九尾狐體質特殊,傷口會自主愈合,風戚不得不一次次劃開臀肉,變出水流沖洗,再擠出毒血。
風知曉敞開雙腿,顏色偏淺的性器安靜垂著,在風衣打成的結旁邊如同一位矜持的貴公子。眼前這副畫面風戚做夢都沒敢想過,心臟不受控制地加速跳動,仿佛撞到肋骨。
“嗯?”腿肉在肩膀上滑行,腳趾玩弄著風戚微紅的耳尖,“爸你看著我。”風知曉不知道自己那來的膽子,也不知道自己為什么這樣做,可能,也許,只是想看風戚這張永遠嚴肅古板的臉上露出其他不同的表情。
如果是委屈的,嬌俏的,欲求不滿的,那就更好了。
風戚搖頭掙了一下,并沒有直視風知曉。
小腿戀戀不舍地再次碰了碰風戚的頸肉,風知曉本打算就此停手的,沒想到卻惹火了風戚。
抓住腳踝,猛地把一條長腿壓在胸前,風戚眼里的怒意能烤熱一灣溪流,“這是你對待長輩的態度?”

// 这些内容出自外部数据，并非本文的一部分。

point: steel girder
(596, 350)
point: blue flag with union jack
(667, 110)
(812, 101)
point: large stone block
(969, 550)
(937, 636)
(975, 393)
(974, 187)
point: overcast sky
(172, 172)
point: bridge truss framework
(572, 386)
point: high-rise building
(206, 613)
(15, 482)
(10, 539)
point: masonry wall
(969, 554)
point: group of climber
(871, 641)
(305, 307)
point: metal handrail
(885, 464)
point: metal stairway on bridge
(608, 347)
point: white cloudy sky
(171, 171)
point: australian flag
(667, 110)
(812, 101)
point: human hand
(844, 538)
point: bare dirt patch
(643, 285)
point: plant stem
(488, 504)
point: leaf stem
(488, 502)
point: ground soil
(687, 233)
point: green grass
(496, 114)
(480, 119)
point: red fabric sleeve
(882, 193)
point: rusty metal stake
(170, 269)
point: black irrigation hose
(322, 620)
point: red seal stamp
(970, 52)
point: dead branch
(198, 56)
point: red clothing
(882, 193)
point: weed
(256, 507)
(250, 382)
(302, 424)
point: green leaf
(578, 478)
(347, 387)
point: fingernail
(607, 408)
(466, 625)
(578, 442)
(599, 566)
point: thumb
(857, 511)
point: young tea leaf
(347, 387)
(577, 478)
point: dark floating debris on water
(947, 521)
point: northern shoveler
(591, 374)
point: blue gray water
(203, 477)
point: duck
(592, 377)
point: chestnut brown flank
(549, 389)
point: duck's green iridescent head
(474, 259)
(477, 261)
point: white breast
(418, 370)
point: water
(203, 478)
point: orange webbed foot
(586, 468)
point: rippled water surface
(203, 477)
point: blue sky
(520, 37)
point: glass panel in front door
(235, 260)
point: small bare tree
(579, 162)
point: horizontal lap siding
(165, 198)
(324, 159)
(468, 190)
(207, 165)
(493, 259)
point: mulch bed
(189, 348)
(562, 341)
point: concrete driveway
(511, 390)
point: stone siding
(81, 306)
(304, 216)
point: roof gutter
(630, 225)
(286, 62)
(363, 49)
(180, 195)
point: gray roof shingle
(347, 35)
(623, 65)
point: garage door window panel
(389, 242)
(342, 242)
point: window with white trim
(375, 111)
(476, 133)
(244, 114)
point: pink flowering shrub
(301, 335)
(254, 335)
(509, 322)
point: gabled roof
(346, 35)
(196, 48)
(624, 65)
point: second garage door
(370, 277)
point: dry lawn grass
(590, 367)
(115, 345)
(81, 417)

“姿勢有點,過分啊。”狐貍天性在這一刻得到釋放,風知曉仰頭拉出完美的脖頸線條,即將頂破皮膚的喉結上下滑動兩次,“嗯……你抵著我了。”
情動時的呻吟也不過如此。
風戚一驚,快感要命地竄出來,逼紅已經恢復正常的耳尖。
視線往下,膝蓋頂著風知曉的囊袋,右邊被擠得變了形。
目光仿若自有意識一般一寸寸往下游,腹股溝連接著皮膚嫩白的大腿根,再往下,是屁股渾圓誘人的曲線和一條滿是秘密的縫隙。
風戚像個十七八歲第一次看到異性身體的毛頭小子,癡癡看著那處,無法移開視線。
蛇毒迅速擴展,風知曉開始頭暈流口水,眼前白花花一片什么也看不清,再沒機會調戲風戚,他咽部出現阻塞感,艱難地呼吸著。
沒過多久,風知曉唇色發紫,有呼吸動作但無通氣。再這樣下去很可能心跳驟停死亡,風戚雙手疊扣按在胸骨位置開始做心肺復蘇。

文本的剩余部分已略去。